自らが曲げた訳ではない。外部からの衝撃によるもの。
「かはぁっ……!?」
先程まで当たらなかった"メガホーン"がブレーキに突き刺さった。
その衝撃によって彼の回転は止まり無様に地面を転がる。
「ゲホッ!!ゴホッ……ッ!!」
「何が何だかわからねーって顔だな」
ブレーキはアクセルに向き直る。
この男はここまで大きかったか?スタジアムの光はこんなにも遠かったのか?とブレーキの思考は止まらない。
「確かに俺は物理攻撃しかできない。空中に飛ばれちまったらそれこそ為す術がない。格上相手になんて尚更物理戦法なんてもんは足を引っ張るだろうよ」
「ならば、これは……」
「だがな。そういううぜー奴ら、俺からしたら関係ねーんだよ。チマチマ遠距離から攻撃?状態異常でチマチマと削る?んなおせぇ事誰かするかよ。最後に勝つ。正面切ってな」
それを聞いたブレーキは煽る様に笑う。
「くっ……くくっ……君が投獄している間、私の仲間は君の捨て駒達を追っている。何の為かわかるか?殺す為だ。それでも正面切って戦うなどというバカな事はしない。能のあるものはじわじわと利口に殺していくんだ。1人残らず綺麗にな。弱者は弱者らしく死んでいけばいい。最後に勝つ?ならばそれは私だ。私の邪魔をするものは全員始末する」
長々と語ったブレーキに対してアクセルは、
「なげーしおせーよ。敗北者」
と言った直後、ブレーキの血管が切れた。
「はぁ……はぁ……敗北者?この私が?……殺すッ」
ブレーキは身体を丸めて"かえんぐるま"放つ。
今までのものとは比べ物にならないほどの熱量に加え、その転がるスピードを桁違いである。
「ふんっ!!」
が、それをアクセルは正面切って受け止めた。
そして全身に力を込め、足に踏ん張りを効かせてブレーキを天高く放り投げる。
「"ばかぢから"か!?」
「さっきはよくも避けてくれたな。今度は────外さねーよッ!!」
ブレーキが落下するタイミングに合わせて、アクセルは"ギガインパクト""お見舞いする。

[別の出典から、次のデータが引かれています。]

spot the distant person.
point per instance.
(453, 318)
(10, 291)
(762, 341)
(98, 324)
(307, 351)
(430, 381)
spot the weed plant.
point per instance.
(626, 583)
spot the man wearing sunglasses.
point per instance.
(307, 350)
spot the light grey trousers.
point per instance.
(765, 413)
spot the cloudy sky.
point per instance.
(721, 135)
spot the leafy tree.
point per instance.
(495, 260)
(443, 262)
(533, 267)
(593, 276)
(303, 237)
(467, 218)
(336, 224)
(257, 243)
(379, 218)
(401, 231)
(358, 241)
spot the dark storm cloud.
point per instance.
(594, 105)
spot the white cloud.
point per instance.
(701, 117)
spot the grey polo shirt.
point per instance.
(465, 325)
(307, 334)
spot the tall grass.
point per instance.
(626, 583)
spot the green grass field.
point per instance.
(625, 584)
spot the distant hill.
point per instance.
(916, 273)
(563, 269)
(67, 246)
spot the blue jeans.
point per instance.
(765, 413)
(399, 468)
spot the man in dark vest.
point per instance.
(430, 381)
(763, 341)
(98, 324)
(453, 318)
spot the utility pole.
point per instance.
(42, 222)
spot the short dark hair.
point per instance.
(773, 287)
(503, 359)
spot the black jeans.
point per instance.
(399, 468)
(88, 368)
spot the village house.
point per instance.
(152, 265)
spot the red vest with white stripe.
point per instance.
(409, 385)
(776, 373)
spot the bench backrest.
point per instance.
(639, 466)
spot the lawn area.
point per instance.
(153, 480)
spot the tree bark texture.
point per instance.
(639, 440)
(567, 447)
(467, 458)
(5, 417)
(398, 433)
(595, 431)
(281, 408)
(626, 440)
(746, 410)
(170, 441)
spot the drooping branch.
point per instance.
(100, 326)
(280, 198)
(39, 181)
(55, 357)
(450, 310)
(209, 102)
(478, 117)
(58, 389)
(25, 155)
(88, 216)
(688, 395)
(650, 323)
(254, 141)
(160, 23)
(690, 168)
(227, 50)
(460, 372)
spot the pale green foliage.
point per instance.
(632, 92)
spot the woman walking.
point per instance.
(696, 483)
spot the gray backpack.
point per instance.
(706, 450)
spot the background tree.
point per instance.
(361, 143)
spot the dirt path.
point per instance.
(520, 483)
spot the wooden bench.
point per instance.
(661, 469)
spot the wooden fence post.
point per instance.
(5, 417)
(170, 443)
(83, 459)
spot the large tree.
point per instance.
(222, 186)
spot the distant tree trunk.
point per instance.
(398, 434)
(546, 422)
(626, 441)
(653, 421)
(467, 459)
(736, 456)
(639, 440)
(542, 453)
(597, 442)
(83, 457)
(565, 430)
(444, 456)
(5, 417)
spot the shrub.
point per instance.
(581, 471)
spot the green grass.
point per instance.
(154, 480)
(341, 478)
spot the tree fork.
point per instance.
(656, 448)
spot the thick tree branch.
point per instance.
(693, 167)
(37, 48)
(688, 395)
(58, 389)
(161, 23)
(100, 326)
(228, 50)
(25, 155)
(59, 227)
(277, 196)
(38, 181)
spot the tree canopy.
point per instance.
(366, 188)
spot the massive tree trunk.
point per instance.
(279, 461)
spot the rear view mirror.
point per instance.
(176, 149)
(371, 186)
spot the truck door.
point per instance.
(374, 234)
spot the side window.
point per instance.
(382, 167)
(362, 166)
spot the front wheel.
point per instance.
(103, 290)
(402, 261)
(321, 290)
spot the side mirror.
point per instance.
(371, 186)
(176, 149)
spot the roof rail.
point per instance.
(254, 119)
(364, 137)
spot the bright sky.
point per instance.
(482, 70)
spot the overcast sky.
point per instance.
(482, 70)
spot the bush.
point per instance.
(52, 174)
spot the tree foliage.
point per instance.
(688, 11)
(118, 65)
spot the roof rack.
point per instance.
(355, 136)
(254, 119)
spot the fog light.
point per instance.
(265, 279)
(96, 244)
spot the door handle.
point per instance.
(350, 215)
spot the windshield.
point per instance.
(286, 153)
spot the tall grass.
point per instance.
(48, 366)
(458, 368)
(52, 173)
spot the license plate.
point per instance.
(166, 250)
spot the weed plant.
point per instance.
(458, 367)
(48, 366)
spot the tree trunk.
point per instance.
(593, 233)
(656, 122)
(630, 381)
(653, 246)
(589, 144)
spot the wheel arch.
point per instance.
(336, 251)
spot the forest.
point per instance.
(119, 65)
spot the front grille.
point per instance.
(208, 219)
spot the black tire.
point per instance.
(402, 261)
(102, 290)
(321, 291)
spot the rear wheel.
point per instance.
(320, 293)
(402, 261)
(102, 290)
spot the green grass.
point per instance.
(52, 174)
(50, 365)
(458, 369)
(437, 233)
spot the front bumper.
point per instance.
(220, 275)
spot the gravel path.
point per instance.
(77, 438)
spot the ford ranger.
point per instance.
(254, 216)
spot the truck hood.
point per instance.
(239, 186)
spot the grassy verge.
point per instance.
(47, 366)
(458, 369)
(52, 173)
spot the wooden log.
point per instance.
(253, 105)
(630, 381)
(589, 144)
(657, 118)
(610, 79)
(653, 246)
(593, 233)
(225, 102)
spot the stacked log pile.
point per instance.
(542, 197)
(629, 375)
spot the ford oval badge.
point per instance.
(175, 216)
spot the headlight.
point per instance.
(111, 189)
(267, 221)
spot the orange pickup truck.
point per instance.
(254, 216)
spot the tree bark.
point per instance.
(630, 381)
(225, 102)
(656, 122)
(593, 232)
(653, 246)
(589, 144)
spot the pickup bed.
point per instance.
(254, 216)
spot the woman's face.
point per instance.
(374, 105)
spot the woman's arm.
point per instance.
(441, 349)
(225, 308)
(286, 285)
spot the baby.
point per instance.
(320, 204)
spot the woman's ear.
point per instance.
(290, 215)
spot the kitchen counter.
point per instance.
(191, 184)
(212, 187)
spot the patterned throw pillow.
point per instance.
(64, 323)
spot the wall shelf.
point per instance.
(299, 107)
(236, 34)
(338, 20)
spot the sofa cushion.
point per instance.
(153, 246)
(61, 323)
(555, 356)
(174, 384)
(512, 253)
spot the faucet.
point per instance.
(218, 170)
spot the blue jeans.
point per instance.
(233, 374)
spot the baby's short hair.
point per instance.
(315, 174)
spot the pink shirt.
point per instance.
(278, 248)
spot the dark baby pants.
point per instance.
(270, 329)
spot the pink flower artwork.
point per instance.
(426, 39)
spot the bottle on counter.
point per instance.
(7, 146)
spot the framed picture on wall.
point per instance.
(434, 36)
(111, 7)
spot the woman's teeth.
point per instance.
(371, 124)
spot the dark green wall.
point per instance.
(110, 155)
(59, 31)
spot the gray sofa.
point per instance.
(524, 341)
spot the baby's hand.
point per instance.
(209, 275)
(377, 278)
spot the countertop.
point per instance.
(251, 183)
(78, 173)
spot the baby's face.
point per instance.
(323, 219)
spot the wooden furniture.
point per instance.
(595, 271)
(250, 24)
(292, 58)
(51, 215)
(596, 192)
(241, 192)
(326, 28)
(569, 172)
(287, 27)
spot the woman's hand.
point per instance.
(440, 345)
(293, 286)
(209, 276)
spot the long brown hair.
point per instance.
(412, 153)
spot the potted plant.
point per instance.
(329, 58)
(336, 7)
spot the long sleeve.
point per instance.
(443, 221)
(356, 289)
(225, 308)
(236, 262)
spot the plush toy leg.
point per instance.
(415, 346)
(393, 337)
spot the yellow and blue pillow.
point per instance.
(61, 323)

リング上を転がるブレーキ。ピクピクとしながら血走った目をアクセルに向けた。
「より強く、より硬く、より速くッ!タイマンのぶつかり合いで俺が負けるわけねぇだろうが!」
アクセルは睨みつけてこう言う。
「来やがれLevel.3。本当の強さってもんをその身体に刻んでやるよッ!!」
皆さん本当にご無沙汰です。申し訳ない……。
次回、Mission.13「アクセルとブレーキ その2」
次回もよろしくお願いします!!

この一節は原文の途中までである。